Search This Blog

Sunday, December 2, 2012


I was browsing the produce aisle at one of my favorite markets, and chanced upon two ingredients that really shined, one was baby broccoli and the other were these great looking organic Russet potatoes. A note on that, in general, if I am cooking, I really work at buying roots and tubers that are organic, I feel that in particular, these crops benefit from the practices that small organic farmers provide for these crops. These Russets looked so good, it was clearly time for croquettes.

The Japanese love croquettes, and these are the types that I love to make. Typically aromatics and vegetables support a meat, blended into the mashed potatoes and then panko-coated and deep fried.These have finely chopped onions, finely minced garlic, and some line caught albacore tune. I prefer the taste of albacore, and smaller line caught tuna offer benefits of lower mercury and lower impact on fisheries. I also added an egg for binding.

Potato mixture on Sushi-su

The potato mash was prepared, and I added a little butter, fine sea salt and ground pepper, the potato has to taste good first, then everything else was added. One of the tricks I like to use to shape and make the process of breading easier is to form the potato mixture into a tube, I use my sushi-su for this, it really comes in handy for so many tasks other than rolling sushi. I then refrigerate the potato mixture to firm it up.

Rolled and chilled

Once it has gotten cold, I press it into a form, or simply mash then roll while still in the sushi-su, so that it is oval shaped. Then it is simple to slice, flour, egg wash and panko. I let the panko-coated croquettes rest so the breading will bind to the potato. This helps keep the coating attached to the potato. Once shaped and rested, the croquettes were shallow fried in grapeseed oil and canola oil, the key is to keep the oil at a moderate heat. It has to cook through the potato and heat everything while not over-browning. After frying, the croquettes are drained.
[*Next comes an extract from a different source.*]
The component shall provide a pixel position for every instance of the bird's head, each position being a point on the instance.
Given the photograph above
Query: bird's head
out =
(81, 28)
Plated with Tonkatsu sauce

I plated the croquettes with the baby broccoli, which was steamed until just soft, then chilled in a mixture of shoyu, sugar, togarashi infused toasted sesame oil and a little sherry. This is served ice cold to offset the hot, rich and aromatic croquette. A little tonkatsu sauce rounds out the plate.

The interior, buttery, aromatic

The texture of my croquettes are a little rustic, I don't like super smooth ones. The contrast of the cold greens with the hot croquettes covers so many flavors and textures, a perfect riff on a modern Japanese snack classic.

4 medium Russet potatoes
1 tablespoon sweet butter
1/2 cup onion (I used a yellow onion) finely chopped (1/8:)
1 large clove garlic, minced to paste

1 can albacore tuna (I used Wild Planet Line Caught Albacore)
Fine sea salt and fresh ground black pepper to taste
1 egg

Steam potatoes until softened and easily mashed. Mash by squeezing to create a lumpy texture. Add next four ingredients and combine gently. Add flaked albacore and taste, correct for salt and pepper. It has to taste good at this point. Add 1 beaten egg, I like to add a teaspoon of water to the egg and then beat with a fork. The water helps the egg combine smoothly.

Wrap in plastic wrap, and form into a roll. Refrigerate until potato sets. Once the potato is set, roll in to form a oval tube and slice, or press into oval croquette forms. Dredge slices in flour, then brush with egg whites, and dredge in panko. Allow to sit for 15 minutes to 30 minutes.

Shallow fry in moderately hot oil until golden brown on one side, flip and finish cooking. Drain and serve.